According to the vegetable capsules of the present Invention and the process for their manufacture holds Gellan gum, which is the viscosity stabilizer, the The viscosity change of the solution is stable and level the thickness of the capsule films, consequently as a result the role of easy separation of the capsules from the Filling material takes over. The capsules are self made low moisture content also not broken. The The moisture content of the vegetable capsules is a lot less than that of conventional gelatin capsules and therefore vegetable capsules are more advantageous than Gelatin capsules when used with hygroscopic or moisture-sensitive components. In addition, the flow of films that are formed easily controlled by the upper and lower cooling system become.

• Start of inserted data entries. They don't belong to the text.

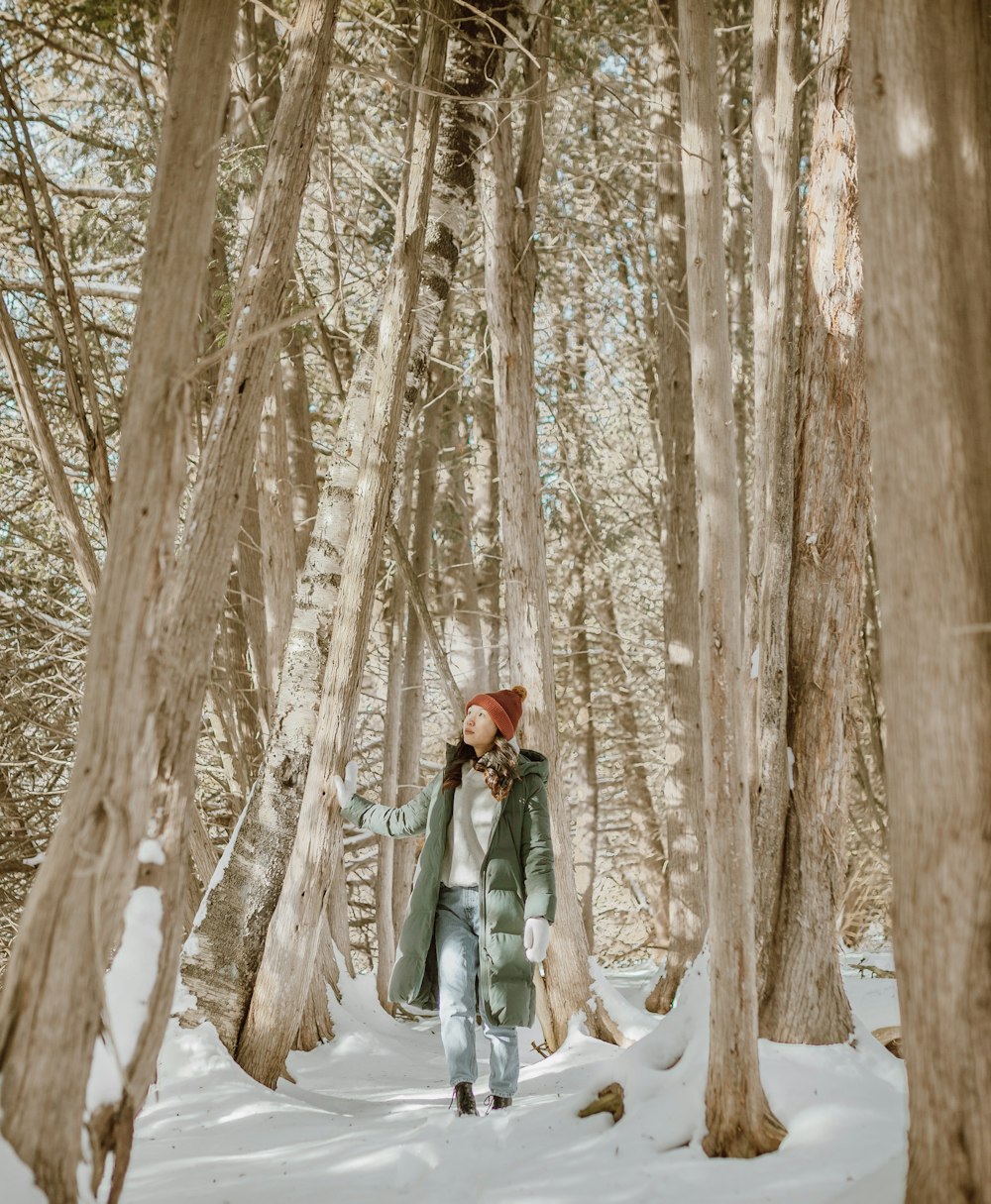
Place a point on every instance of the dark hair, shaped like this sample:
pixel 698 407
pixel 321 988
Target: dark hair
pixel 498 765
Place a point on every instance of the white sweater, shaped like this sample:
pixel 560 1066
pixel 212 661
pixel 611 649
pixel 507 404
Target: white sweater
pixel 471 824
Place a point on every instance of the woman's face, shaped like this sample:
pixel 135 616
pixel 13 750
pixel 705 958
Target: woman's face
pixel 480 729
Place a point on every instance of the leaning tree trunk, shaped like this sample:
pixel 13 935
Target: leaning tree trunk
pixel 679 549
pixel 290 942
pixel 804 998
pixel 738 1119
pixel 770 559
pixel 586 800
pixel 510 278
pixel 923 76
pixel 55 996
pixel 219 966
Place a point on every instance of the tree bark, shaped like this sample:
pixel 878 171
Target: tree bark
pixel 679 548
pixel 738 1119
pixel 510 277
pixel 219 967
pixel 770 561
pixel 586 772
pixel 923 78
pixel 51 1009
pixel 804 998
pixel 291 938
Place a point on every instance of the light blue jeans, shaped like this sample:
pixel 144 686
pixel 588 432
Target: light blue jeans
pixel 455 932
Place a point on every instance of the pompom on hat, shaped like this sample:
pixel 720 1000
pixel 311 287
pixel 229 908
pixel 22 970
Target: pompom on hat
pixel 504 709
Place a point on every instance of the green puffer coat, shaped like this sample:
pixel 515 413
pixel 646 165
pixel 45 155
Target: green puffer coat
pixel 515 883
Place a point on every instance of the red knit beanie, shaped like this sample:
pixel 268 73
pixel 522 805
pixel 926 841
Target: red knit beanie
pixel 504 709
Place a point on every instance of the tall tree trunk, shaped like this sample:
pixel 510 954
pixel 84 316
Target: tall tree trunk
pixel 770 560
pixel 290 942
pixel 804 998
pixel 386 930
pixel 510 277
pixel 923 77
pixel 679 548
pixel 413 693
pixel 586 805
pixel 738 1119
pixel 219 967
pixel 52 1004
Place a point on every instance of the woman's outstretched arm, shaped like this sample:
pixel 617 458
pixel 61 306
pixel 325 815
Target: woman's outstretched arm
pixel 395 821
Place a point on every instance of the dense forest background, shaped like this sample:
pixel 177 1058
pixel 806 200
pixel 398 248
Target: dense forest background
pixel 362 357
pixel 90 79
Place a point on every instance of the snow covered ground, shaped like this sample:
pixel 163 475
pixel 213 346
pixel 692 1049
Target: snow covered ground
pixel 369 1119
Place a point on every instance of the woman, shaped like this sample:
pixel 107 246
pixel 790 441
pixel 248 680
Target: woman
pixel 483 894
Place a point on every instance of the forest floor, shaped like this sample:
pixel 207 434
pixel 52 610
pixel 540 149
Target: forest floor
pixel 369 1119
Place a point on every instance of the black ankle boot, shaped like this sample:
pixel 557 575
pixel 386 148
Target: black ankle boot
pixel 464 1097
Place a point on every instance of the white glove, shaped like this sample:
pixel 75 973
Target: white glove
pixel 346 788
pixel 536 936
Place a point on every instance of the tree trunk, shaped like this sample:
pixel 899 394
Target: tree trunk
pixel 219 967
pixel 51 1009
pixel 770 561
pixel 738 1119
pixel 586 805
pixel 290 941
pixel 804 998
pixel 923 77
pixel 679 548
pixel 510 277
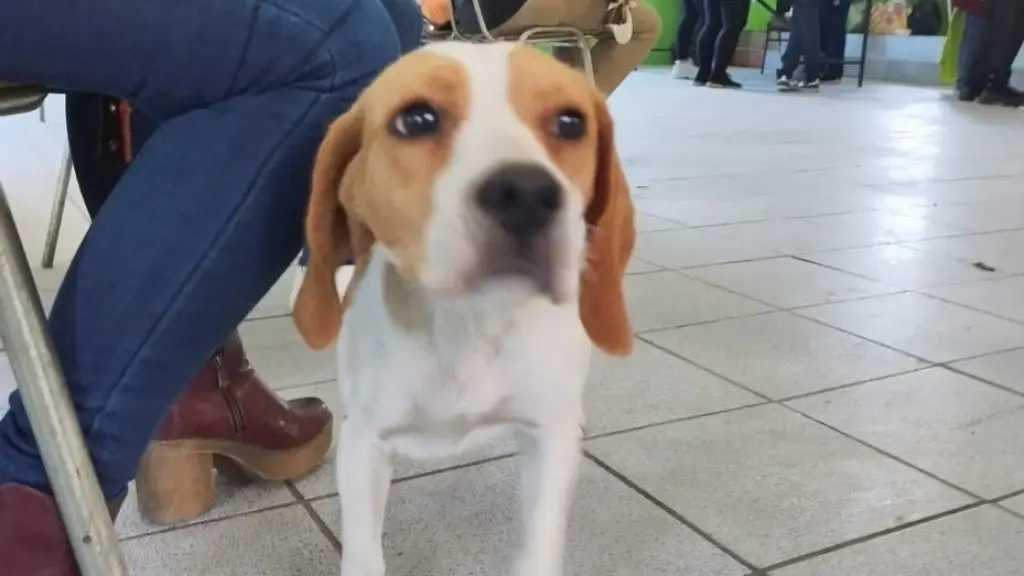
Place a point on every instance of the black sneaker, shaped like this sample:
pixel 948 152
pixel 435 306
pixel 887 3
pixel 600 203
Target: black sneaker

Although the invention is in the form of a single preferred Embodiment has been described by those skilled in the art recognize that the invention with a modification within the spirit and scope of the attached Claims can be executed.

Claims (3)

1. Herbal capsule, comprising:
76.15-81.04% purified water;
18-22% vegetable cellulose (HPMC) with a viscosity of 4-8 cps at a temperature of 20 ° C with a concentration of 2% as the main raw material;
0.8-1.2% gellan gum, which is a viscosity stabilizer;
0.05-0.1% trisodium citrate;
0.01-0.05% glycerin, which is a plasticizer; and
0.1-0.5% sucrose fatty acid ester, which is an emulsifier. 2. Method for the production of vegetable capsules with the steps:
Maintaining the temperature of a vegetable capsule preparation solution at 55-60 ° C while circulating in an immersion pan of a capsule molding machine at a speed of 25-30 rpm;
Immersing the molded pins in a solution in the dip pan for 10-15 seconds, immediately transporting the molded pins to a cooling system which is attached to the lower part of the dip pan, and cooling the molded pins for 5-10 seconds;
lifting the shape pins vertically to the cooling unit on the upper part, cooling the shape pins for 100-120 seconds and controlling the flow of the films formed on the shape pins by cooling air; and
Transporting the shaped pins that have passed through the cooling system at the upper part to the drying tunnel and drying at a temperature of 30-35 ° C and at a wind speed of 8-10 m / s for about 60 minutes. 3. Process for the production of vegetable Plug capsules according to claim 2, wherein a temperature of Cooling system at the upper part or at the lower part 15-20 ° C and the wind speed is 4-6 m / s.